As first-time buyers, Kate and Leslie used color to personalize every corner—a liberty they never had as renters. The circa-1885 three-bedroom house was in good condition when they bought it, so “knock on wood, we had very little renovating to do,” Kate says. “Working with color has been our more affordable way of changing up the space."
Paint Anything and Everything
They’ve drenched the walls of each room in an array of garden-reminiscent hues, not to mention all the ornately hand-painted details around the doors and windows. There’s a saying in the South, “If it doesn’t move, monogram it.” Kate and Leslie, however, have another suggestion for inanimate objects—paint them. “It’s like we painted all the rooms but had paint left over, and we applied it to everything,” Kate says.

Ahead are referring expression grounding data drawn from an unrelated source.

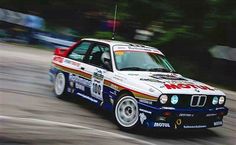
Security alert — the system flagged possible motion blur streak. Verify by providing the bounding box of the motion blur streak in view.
[0,43,236,145]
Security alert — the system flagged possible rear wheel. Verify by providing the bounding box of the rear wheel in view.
[114,94,139,130]
[54,72,66,98]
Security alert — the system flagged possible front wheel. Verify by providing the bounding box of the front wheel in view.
[54,72,66,98]
[114,95,139,130]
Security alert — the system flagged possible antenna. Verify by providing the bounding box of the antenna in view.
[111,2,118,40]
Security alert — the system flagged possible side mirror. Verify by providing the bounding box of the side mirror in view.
[103,58,112,71]
[54,48,67,56]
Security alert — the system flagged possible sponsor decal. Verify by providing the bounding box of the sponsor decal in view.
[183,125,207,128]
[64,59,80,67]
[110,84,119,91]
[151,74,186,81]
[179,113,194,117]
[75,83,85,91]
[139,99,152,105]
[90,70,104,101]
[214,121,223,126]
[139,113,147,124]
[77,93,98,103]
[154,122,170,128]
[140,78,161,82]
[139,108,152,114]
[69,73,91,87]
[165,84,214,90]
[93,70,104,81]
[110,91,117,96]
[53,56,64,63]
[206,113,217,117]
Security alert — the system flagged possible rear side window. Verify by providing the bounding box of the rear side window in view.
[68,41,91,61]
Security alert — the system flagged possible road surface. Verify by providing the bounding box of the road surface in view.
[0,43,236,145]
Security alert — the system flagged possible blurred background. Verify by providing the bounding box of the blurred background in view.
[0,0,236,90]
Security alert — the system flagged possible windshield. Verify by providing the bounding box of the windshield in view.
[115,50,175,72]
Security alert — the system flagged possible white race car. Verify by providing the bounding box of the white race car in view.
[49,39,228,130]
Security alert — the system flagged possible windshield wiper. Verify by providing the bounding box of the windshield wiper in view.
[120,67,147,71]
[148,68,175,73]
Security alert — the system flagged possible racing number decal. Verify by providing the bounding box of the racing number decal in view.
[91,70,104,101]
[93,82,102,95]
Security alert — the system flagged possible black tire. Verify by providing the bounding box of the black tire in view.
[114,94,140,131]
[54,72,66,99]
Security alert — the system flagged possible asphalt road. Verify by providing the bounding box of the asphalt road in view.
[0,43,236,145]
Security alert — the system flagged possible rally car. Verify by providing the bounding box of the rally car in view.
[49,39,228,130]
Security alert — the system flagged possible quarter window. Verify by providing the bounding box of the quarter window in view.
[88,44,110,67]
[69,41,91,61]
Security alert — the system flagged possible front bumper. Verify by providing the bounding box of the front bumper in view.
[139,103,228,129]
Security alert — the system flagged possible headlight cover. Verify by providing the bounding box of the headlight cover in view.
[212,96,219,105]
[219,96,225,105]
[170,95,179,105]
[159,95,168,104]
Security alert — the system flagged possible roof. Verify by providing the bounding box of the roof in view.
[82,38,163,55]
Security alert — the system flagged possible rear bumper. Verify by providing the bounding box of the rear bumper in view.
[139,103,228,129]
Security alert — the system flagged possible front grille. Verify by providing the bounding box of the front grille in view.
[190,95,207,107]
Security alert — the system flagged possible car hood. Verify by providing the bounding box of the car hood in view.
[117,71,225,95]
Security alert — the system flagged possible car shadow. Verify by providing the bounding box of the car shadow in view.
[58,96,220,140]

Like in Kate’s art studio, which is painted to reflect her passion. “I’m obsessed with goldenrod yellow and pink,” as seen on the doors and walls. She painted the flowers on the doors as an homage to the ones blooming in the garden, similar to the wood plates, terra-cotta saucers, and tiny matchbooks she adorns with botanical designs. (She also makes vegetables, like the pea pod and its curlicue stem, out of copper.)

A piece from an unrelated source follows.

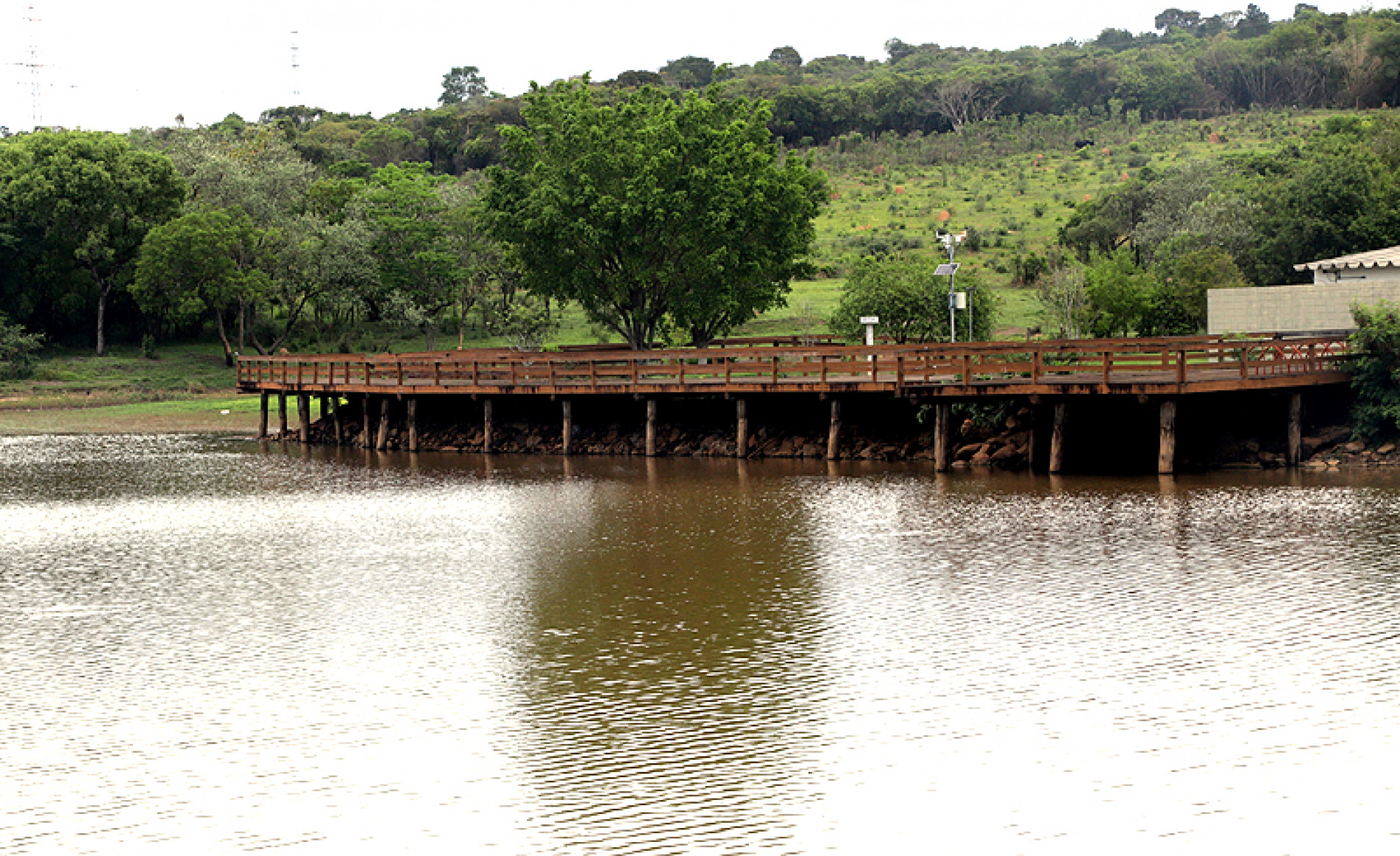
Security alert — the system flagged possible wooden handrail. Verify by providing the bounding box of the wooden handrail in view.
[238,336,1349,392]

In a house filled with color, the hue on the dining room walls (Farrell-Calhoun Rocky Mountain 0128) might be the pair’s favorite for its many moods: “Sometimes it’s purply,” Kate says. “Other times it’s almost pink. On the chip, it looks brown.” Perhaps because of its shifting ability, it looks great against many different kinds of pieces—including the flame stitch love seat Leslie thrifted during grad school, a vintage hanging tapestry, and an antique Hoosier cabinet. In this room, as in others, touches of deep red add unexpected contrast.
They’re regulars at the Farrell-Calhoun paint store in nearby Oxford. “We’ll go in and say, ‘What would happen if we mixed this and this color?’ And the guy is always like, ‘Let’s try it!’” says Leslie, who works in communications at the University of Mississippi.
Don't Be Afraid to Mix and Layer
When they were painting the guest room-library, for example, they mixed an entire gradient of blue as samples. The room has been painted three times—all versions of a greenish blue. The first two cans were mixed during a paint shortage in 2022, and the second can didn’t quite match. “I thought it was taking forever to dry before I realized it is dry; it’s just a darker color,” Leslie says. So they called it a happy accident and redid the room in the darker hue, only to decide a year later that it was too lively for a reading room and painted yet again. To lean into the coziness of the space, they also painted the built-ins and ceiling. “It was kind of that book If You Give a Mouse a Cookie, where it was all a logical progression,” Leslie jokes.
The pair incorporate additional layers of color and pattern with a lot of art (made by Kate and other local artists), textiles, and thrifted finds. The tapestry was the first thing the couple bought for their new home, even before they moved in. “It reminds me of the Matisse cutouts, and we knew we wanted to use it as our headboard,” Kate says. To maximize coziness in the room, they created a nook for the bed by flanking it with bookcases and painted the walls a soothing deep blue. For contrast, they brought in light peach pillows and bedding.
They love going to estate sales for all kinds of discoveries: “Sure, we’ve found great stuff,” Kate says, “but we’ve also learned so much about the area and our new neighbors.” Late in the pandemic, the couple both worked from the front porch and loved getting to know the rhythms of their neighborhood. “We practically lived out here,” Leslie recalls. “We’d say, ‘There’s Rick in his red truck.’ Or ‘Hi, Brett; enjoy the gym!’ And they have nothing less than the universe to thank for bringing them here.